So there was a young lady that worked at Langston Hughes who came to Seattle and she got a job at Langston Hughes, "I'm a playwright, I'm an actress, I do all these things, and, and I'm just, I'm, I'm great, I'm so good that Whoopie Goldberg's character that she used and gained famous with she stole that from me," and we were like oh, you're full of it already, but okay. And her name is Ray Paris, Ray Paris is the name she went by. And she would come and we, she created this show called Supper Club Cafe. And it was an improv type show.

It was a group of sisters who owned a restaurant, uh that they did all this cooking and they had all their issues.
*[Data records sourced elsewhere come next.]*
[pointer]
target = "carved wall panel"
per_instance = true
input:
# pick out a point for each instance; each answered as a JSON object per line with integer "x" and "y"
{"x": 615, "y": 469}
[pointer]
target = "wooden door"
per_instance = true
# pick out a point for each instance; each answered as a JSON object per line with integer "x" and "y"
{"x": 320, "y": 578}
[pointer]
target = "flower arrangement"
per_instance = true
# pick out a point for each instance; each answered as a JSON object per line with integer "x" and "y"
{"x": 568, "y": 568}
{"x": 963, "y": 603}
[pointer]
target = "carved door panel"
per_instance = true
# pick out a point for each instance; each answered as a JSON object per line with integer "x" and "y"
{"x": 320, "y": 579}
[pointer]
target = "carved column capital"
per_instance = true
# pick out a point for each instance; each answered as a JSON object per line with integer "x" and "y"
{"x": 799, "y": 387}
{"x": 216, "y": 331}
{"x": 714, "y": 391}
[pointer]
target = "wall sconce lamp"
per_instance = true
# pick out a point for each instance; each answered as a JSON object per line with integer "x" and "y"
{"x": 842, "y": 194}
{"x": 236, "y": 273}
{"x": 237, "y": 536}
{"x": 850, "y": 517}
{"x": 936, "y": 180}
One sister was an alcoholic, always flirting, another sister was you know, a singer and was gonna be famous and wasn't going to be at the restaurant long. And the show went great! We hired all these kids to usher and serve food, and at the end of the production, when all the kids received their checks, when they got to the bank, the banks told them the checks were no good. When we were contacted by Lowes and those places where we rented stuff from, they were like, "Where's our stuff? When do we get it back?" And we called Ray, and she was gone. And we were like, what, where did she go? Nobody knew, she had disappeared. Disappeared.

Three months later, one of the kids who was in the production, Sheree Seretse's son, Cameron Sparks, um, called me at 1 o'clock in the morning, "Isiah turn on your TV right now, hurry up, turn on your TV on, channel 11. Please." And I was like, "Cameron, what's going on?" "Just turn on your TV." And I turn on my TV, and there's Ray Paris, Miss Cleo!
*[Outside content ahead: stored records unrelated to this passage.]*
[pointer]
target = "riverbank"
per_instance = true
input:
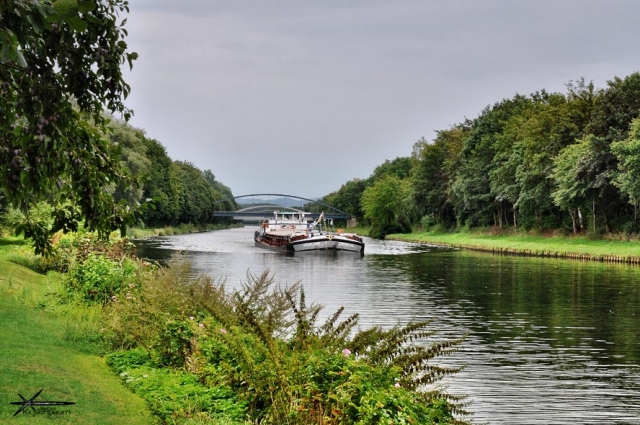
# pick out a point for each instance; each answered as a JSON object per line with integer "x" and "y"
{"x": 565, "y": 247}
{"x": 55, "y": 352}
{"x": 195, "y": 352}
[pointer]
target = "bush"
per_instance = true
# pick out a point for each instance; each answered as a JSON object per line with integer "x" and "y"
{"x": 175, "y": 396}
{"x": 99, "y": 280}
{"x": 262, "y": 345}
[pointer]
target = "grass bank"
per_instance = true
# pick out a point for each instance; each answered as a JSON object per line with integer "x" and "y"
{"x": 567, "y": 247}
{"x": 56, "y": 352}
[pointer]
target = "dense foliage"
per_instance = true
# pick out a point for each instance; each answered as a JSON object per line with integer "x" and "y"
{"x": 60, "y": 65}
{"x": 178, "y": 191}
{"x": 60, "y": 68}
{"x": 544, "y": 161}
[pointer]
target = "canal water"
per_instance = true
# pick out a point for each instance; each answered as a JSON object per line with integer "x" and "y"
{"x": 549, "y": 341}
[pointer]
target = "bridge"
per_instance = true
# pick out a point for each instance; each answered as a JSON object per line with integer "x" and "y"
{"x": 263, "y": 209}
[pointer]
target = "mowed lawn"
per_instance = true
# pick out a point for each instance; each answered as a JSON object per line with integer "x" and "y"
{"x": 40, "y": 350}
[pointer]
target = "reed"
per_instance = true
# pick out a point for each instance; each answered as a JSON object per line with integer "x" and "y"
{"x": 567, "y": 247}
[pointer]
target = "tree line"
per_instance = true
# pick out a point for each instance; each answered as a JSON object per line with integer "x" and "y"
{"x": 567, "y": 161}
{"x": 178, "y": 191}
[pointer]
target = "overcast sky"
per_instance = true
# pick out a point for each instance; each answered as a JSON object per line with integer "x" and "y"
{"x": 299, "y": 97}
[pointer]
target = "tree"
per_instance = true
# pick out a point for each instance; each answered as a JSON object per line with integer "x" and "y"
{"x": 580, "y": 179}
{"x": 628, "y": 154}
{"x": 384, "y": 204}
{"x": 60, "y": 65}
{"x": 348, "y": 198}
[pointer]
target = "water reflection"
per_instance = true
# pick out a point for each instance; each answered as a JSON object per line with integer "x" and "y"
{"x": 550, "y": 341}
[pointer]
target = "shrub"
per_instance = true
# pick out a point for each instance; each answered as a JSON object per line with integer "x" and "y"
{"x": 175, "y": 396}
{"x": 98, "y": 280}
{"x": 262, "y": 344}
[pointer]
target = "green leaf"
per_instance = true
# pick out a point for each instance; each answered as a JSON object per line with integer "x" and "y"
{"x": 10, "y": 53}
{"x": 66, "y": 8}
{"x": 76, "y": 23}
{"x": 86, "y": 6}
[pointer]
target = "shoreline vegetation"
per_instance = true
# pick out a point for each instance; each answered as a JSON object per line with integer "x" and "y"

"Call me now!" Psychic Hotline! She was a psychic hotline individual. She was the famous Miss Cleo. Who recently died and when she left Seattle she created the character Miss Cleo. And that's the truth. She left with all the money, nobody knew where, I mean, like literally, burned everybody. Took off. 

We tried calling the hotline that night and she had everybody, I don't know how you set this up, but she had everybody from the State of Washington blocked. You couldn't get through. Miss Cleo worked at Langston Hughes.